Interestingly, basic parental care did not show a strong unique association with most dark traits once the other parenting strategies were factored into the mathematical models. Care was only uniquely associated with lower levels of impulsive disinhibition. This suggests that the specific ways parents offer praise or set limits might play a larger role in dark personality development than general warmth alone in these specific models.
Vonk offered some context for this finding, explaining that care and praise often overlap statistically. “I was maybe a little surprised that parental warmth/care wasn’t a stronger predictor of child traits, but I think this was just an artifact of its association with praise, which may be capturing similar variance,” Vonk said. “I would not want readers to assume that parental warmth is unimportant in fostering positive traits in children.”
“The key takeaway is the importance of using multi-dimensional models of these personality dimensions, particularly when exploring early etiological factors,” Vonk said, referring to the causes and origins of these traits. “There are some relatively adaptive aspects of these dark dimensions that may be rooted in distinct childhood experiences that differ from those that give rise to the more pathological aspects of the same dimensions.”
“Studying parenting strategies as overarching styles and higher order personality dimensions may obscure important patterns in particular parental behaviors and child traits,” Vonk added. “These opposing associations also highlight the need to consider distinct traits separately to avoid missing important patterns.”
While these findings provide helpful context for personality development, they do come with certain limitations. Because the study relied on correlational data gathered at a single point in time, it is impossible to prove that specific parenting strategies directly cause dark personality traits. People who already possess highly hostile or impulsive traits might simply remember their childhoods in a biased or inaccurate way compared to their peers.
Additionally, it is important to remember the nature of the people surveyed. “I would also like to caution readers to recognize that our sample was not a clinical sample so individuals high in, for example, psychopathic meanness were not ‘psychopaths,’” Vonk said. “They were individuals that scored relatively high on this trait compared to the rest of the sample. It is quite possible that different patterns would emerge in a clinical sample.”

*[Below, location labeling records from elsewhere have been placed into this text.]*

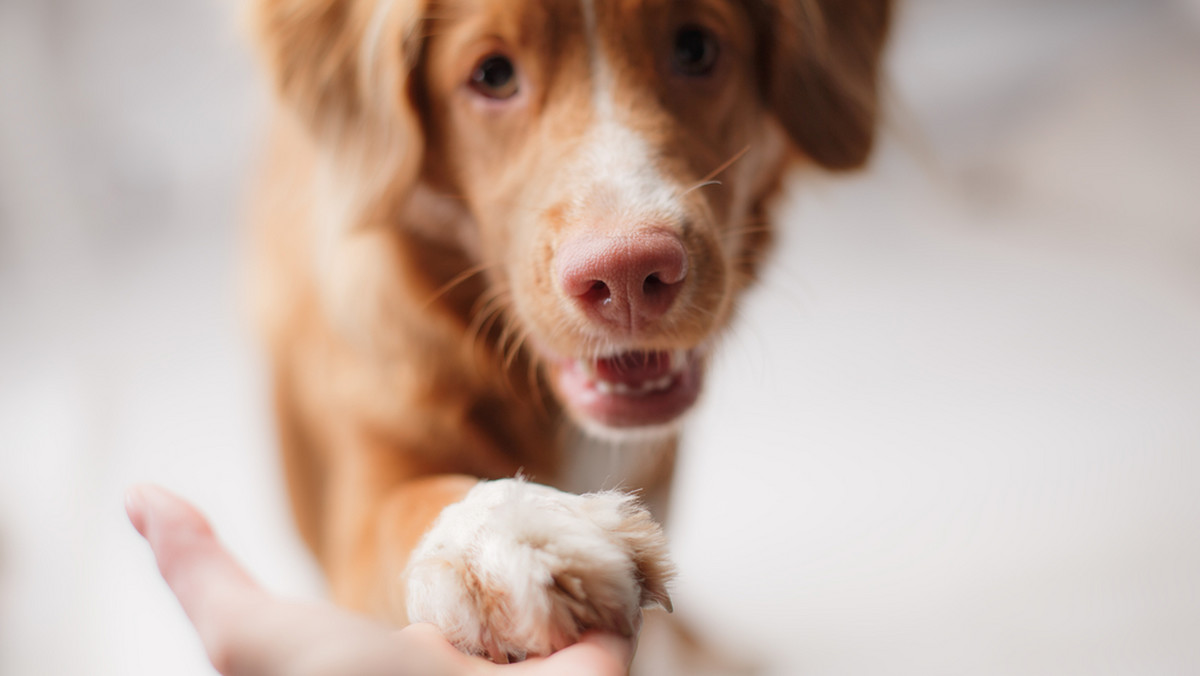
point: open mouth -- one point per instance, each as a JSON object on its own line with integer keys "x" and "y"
{"x": 631, "y": 389}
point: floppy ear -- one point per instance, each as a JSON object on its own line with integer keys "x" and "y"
{"x": 342, "y": 69}
{"x": 822, "y": 72}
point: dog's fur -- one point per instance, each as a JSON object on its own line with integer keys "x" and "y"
{"x": 414, "y": 247}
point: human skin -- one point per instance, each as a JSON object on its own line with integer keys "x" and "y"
{"x": 249, "y": 632}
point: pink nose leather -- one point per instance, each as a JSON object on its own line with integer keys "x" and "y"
{"x": 627, "y": 281}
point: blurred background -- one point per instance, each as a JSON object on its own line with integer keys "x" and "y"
{"x": 957, "y": 430}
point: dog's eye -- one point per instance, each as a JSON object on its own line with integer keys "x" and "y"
{"x": 495, "y": 77}
{"x": 695, "y": 52}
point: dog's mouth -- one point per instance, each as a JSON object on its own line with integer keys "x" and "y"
{"x": 630, "y": 389}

The demographic makeup of the sample also limits how broadly these findings can be applied to the general public. The participants were predominantly female, mostly White, and entirely made up of American college students. “I think it is also important to note that our participant sample were likely not experiencing some of the harshest conditions of early life experiences because we sampled college students, so we likely only captured a small degree of variance in our predictor variables,” Vonk said.
Future studies could explore how different parenting strategies interact with one another in real time over the course of childhood. The researchers also hope to expand their focus to encompass a broader range of childhood environments.
Vonk shared her vision for the next steps in this line of inquiry. “I am interested in exploring more negative aspects of early childhood experiences linked to adversity and trauma, but I am also especially interested in how attachment styles between children and their caregivers might mitigate or exacerbate some of the potentially negative effects of early adverse experiences,” Vonk said.
The study, “Praise the light, indulge the dark: Parenting strategies and dark personality traits,” was authored by Jennifer Vonk, Virgil Zeigler-Hill, and Nyla Griffin.